Satu kata itu membuatku terdiam. Kata 'sahabat' sudah menjadi sesuatu yang sangat spesial bagiku.
"Hanya pelukan, tidak lebih."
"Tapi... itu tetap saja..."
"Apa berciuman baik-baik saja?"
Dengan tatapan yang seolah ingin menguji, Sagiri memiringkan kepalanya, membuatku tidak mampu berkata apa-apa.
"Hey sahabat..."
Suara manis itu terdengar.
"Peluk aku dengan lembut."
Dia berbisik di telingaku.
"O-o-okay..."
Aku menjawab, meski suaraku terdengar sangat canggung. tapi, rasa malu itu tidak lagi terasa begitu besar.
Yang ada di pikiranku hanya satu hal—memeluk sahabatku.
"Ah! T-tergesa sekali."
"Ma-maaf!"
Tubuhnya terasa sangat lembut saat kupeluk. Meskipun dia selalu berada di sisiku, aku tidak pernah tahu kalo sahabatku ternyata selembut ini.
"Kau tidak perlu ragu-ragu."
"Tapi tetap saja!"
"Kau hangat sekali, sahabat..."
Dia mempererat pelukannya di punggungku.
Aku memeluk sahabatku. Aku memeluk teman masa kecilku, Sagiri, di atas tempat tidurku.
Hangatnya tubuhnya terasa begitu nyata di dadaku. Kelembutannya juga, yang pastinya berasal dari payudaranya yang besar.
Meskipun kami berpakaian, sentuhan tubuh kami terasa begitu nyata. Getaran ini milikku, atau... miliknya?
"Aku merasa seperti sedang melakukan sesuatu yang sedikit cabul"
"Kurasa ini lebih dari sekadar 'sedikit'..."
"Berarti, kita rekan dalam kejahatan?"
Sagiri tersenyum, membuat jantungku semakin berdegup kencang.
Akhir-akhir ini, sering kali Sagiri mendekatiku dengan alasan kalo kami sahabat. Tapi kali ini, aku melihat sekilas Sagiri yang kukenal.
Ini dia, Sagiri yang kukenal sejak kecil.

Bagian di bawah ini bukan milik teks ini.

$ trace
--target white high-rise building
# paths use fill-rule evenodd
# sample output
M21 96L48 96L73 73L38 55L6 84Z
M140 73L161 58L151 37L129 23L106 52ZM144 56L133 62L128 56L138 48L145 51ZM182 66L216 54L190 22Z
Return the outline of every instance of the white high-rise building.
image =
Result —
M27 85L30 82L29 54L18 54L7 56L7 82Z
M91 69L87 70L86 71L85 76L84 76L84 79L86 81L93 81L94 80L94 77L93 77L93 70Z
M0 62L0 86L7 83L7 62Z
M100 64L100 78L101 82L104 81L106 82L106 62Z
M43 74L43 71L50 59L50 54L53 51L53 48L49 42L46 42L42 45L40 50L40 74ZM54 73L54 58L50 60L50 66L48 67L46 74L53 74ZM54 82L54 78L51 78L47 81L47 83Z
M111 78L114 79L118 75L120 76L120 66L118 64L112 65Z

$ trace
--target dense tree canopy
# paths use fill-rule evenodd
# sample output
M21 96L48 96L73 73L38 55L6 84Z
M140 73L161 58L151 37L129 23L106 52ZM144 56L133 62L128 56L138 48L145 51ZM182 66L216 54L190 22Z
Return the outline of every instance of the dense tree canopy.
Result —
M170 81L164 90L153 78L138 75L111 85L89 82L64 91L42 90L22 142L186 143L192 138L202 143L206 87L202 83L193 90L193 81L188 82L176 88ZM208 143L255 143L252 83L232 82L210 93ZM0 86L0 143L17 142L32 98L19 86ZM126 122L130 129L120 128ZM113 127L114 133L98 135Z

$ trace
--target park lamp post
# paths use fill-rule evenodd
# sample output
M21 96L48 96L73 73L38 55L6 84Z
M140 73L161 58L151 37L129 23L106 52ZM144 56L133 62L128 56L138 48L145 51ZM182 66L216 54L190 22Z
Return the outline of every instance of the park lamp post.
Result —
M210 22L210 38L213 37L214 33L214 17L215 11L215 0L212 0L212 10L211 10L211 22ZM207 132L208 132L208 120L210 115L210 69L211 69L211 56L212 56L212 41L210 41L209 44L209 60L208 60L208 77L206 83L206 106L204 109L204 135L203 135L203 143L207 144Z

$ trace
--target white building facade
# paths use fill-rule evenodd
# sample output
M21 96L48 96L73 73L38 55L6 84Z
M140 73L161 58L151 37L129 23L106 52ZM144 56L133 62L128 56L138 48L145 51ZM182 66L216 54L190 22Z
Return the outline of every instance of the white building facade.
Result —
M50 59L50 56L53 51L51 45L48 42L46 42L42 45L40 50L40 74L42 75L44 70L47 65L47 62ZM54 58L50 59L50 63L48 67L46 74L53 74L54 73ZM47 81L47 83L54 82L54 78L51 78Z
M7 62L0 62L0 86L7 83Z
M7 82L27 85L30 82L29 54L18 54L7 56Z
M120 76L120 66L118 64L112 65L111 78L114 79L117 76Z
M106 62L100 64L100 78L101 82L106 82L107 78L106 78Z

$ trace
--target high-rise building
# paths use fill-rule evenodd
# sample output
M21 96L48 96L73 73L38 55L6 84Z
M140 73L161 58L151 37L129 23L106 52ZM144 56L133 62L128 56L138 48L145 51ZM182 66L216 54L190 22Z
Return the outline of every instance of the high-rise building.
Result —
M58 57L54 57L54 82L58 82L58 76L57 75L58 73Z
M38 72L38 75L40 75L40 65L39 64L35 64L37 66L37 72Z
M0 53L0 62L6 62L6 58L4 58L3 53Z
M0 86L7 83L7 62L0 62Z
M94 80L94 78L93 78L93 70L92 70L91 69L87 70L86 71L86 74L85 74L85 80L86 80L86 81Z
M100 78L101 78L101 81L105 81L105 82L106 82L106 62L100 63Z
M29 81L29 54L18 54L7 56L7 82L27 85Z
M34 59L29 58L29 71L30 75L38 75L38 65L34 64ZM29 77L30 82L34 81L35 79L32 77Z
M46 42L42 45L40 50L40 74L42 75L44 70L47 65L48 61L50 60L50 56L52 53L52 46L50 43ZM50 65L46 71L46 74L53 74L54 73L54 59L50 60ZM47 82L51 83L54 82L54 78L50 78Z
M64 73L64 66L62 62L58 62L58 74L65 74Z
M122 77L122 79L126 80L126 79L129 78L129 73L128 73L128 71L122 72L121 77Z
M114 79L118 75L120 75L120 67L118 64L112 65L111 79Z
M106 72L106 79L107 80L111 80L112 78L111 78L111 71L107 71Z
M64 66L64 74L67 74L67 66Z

Dan kini, aku menyadari, bahwa aku sedang terpikat oleh sahabatku sendiri.
"Jangan menatapku begitu, aku malu tahu."
"Sagiri..."
Aku memanggil namanya begitu saja.
"Ya?"
Aku rasa, hanya dengan memanggil namanya, dia sudah mengerti segalanya.
"Kita ini... sahabat, kan?"
Dengan wajah merah, dia menunduk sedikit, lalu tersenyum malu-malu.
"...Bolehkah aku menciummu?"
Wajahnya yang tersipu, diiringi ajakan untuk berciuman, adalah pemandangan yang belum pernah kulihat sebelumnya.